Divided Brazil Votes for Next President

Divided Brazil Votes for Next President
Presidential candidates Aecio Neves and Dilma Rousseff pose before a TV debate in Rio de Janeiro October 24. (Reuters)
Rio de Janerio: After a dramatic, hard-fought race, Brazilians elect their next president on Sunday, weighing 12 years of social progress against a yearning for economic revival, and for change.

Leftist incumbent Dilma Rousseff is the narrow favorite heading into the vote, with a four- to six-point advantage over center-right business favorite Aecio Neves in the race to lead the world's seventh-largest economy, Saturday's final surveys showed.

Datafolha gave Rousseff a 52-48 percent lead, just on the two-percentage-point margin for error, while indicating it saw a "probability" of her winning the contest.

An Ibope Institute poll for its part showed Rousseff ahead by 53-47 percent, breaking the technical tie.

Winning back front-runner status has been a battle for Brazil's first woman president -- a former guerrilla once jailed and tortured for fighting the country's 1964-1985 military regime.

The vote is widely seen as a referendum on 12 years of government by her Workers' Party (PT) -- eight under working-class hero Luiz Inacio Lula da Silva and four under Rousseff, his seemingly less-charmed successor.

The party endeared itself to the masses with landmark social programs that have lifted millions from poverty, increased wages and brought unemployment to a record-low 4.9 percent.

But after Brazil benefited from an economic boom during the Lula years, the outlook has darkened since Rousseff won the 2010 election, the year economic growth peaked at 7.5 percent.

Rousseff, 66, has presided over rising inflation and a recession this year.
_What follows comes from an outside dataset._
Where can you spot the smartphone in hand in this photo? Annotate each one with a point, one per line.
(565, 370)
She has also had to deal with massive protests last year against corruption, record spending on the World Cup, and poor services, notably education, health care and transport.

Trading punches

She has also been battered by a multi-billion-dollar embezzlement scandal implicating dozens of politicians -- mainly her allies -- at state-owned oil giant Petrobras.

Before the October 5 first-round vote, she had to fend off environmentalist Marina Silva, who surged in the preference polls with her vow to become Brazil's first "poor, black" president when she dramatically entered the race after running mate Eduardo Campos died in a plane crash.

No sooner had the PT electoral machine dispatched Silva -- who exited the first round with 21 percent of the vote, to Rousseff's 42 percent and Neves's 34 percent -- than the incumbent had to beat back Neves, who converted the momentum of his first-round comeback into a narrow lead.

With the candidates fighting for every vote in this sprawling country of 202 million people, the campaign took on a level of virulence not seen since the return to democracy.

Rousseff, known for her tough skin, accused Neves of nepotism as governor of Minas Gerais state, then played up a media report that he once hit his then-girlfriend in public.

And she suggested he was driving "drunk or on drugs" when he refused to take a breathalyzer during a 2011 traffic stop.

Neves, a 54-year-old senator and the grandson of the man elected Brazil's first post-dictatorship president, responded in kind.

The Social Democracy Party (PSDB) candidate accused Rousseff of lying, incompetent economic management and "collusion" in the Petrobras kickbacks.

New middle-class swing voters

Brazil's 142.8 million voters are divided along social lines on election day.

The poor, particularly in the impoverished northeast, are loyal to the PT thanks to landmark social programs that benefit 50 million people and have helped 40 million exit poverty in the past 12 years.

The country's elites are meanwhile exasperated with interventionist economic policies such as gasoline (petrol) price controls and high taxes.

The battle is for the newly teeming middle class in the industrialized southeast, the cradle of the million-strong protests last year.

This demographic is torn between voters loyal to the PT's transformative social policies and those frustrated with Rousseff's government.

"The country is divided, and whoever wins will need to reach out to the opposition," said Lourdes Casanova, an emerging markets specialist at Cornell University in New York state.

Voters are also electing governors in run-offs in 14 states where no candidate took more than 50 percent in the first round.

Polls open at 8:00 am (1000 GMT) and close at 5:00 pm (2200 GMT in the westernmost time zone).

Thanks to a sophisticated electronic voting system, the results are expected shortly after.

Voting is compulsory in Brazil, Latin America's largest democracy.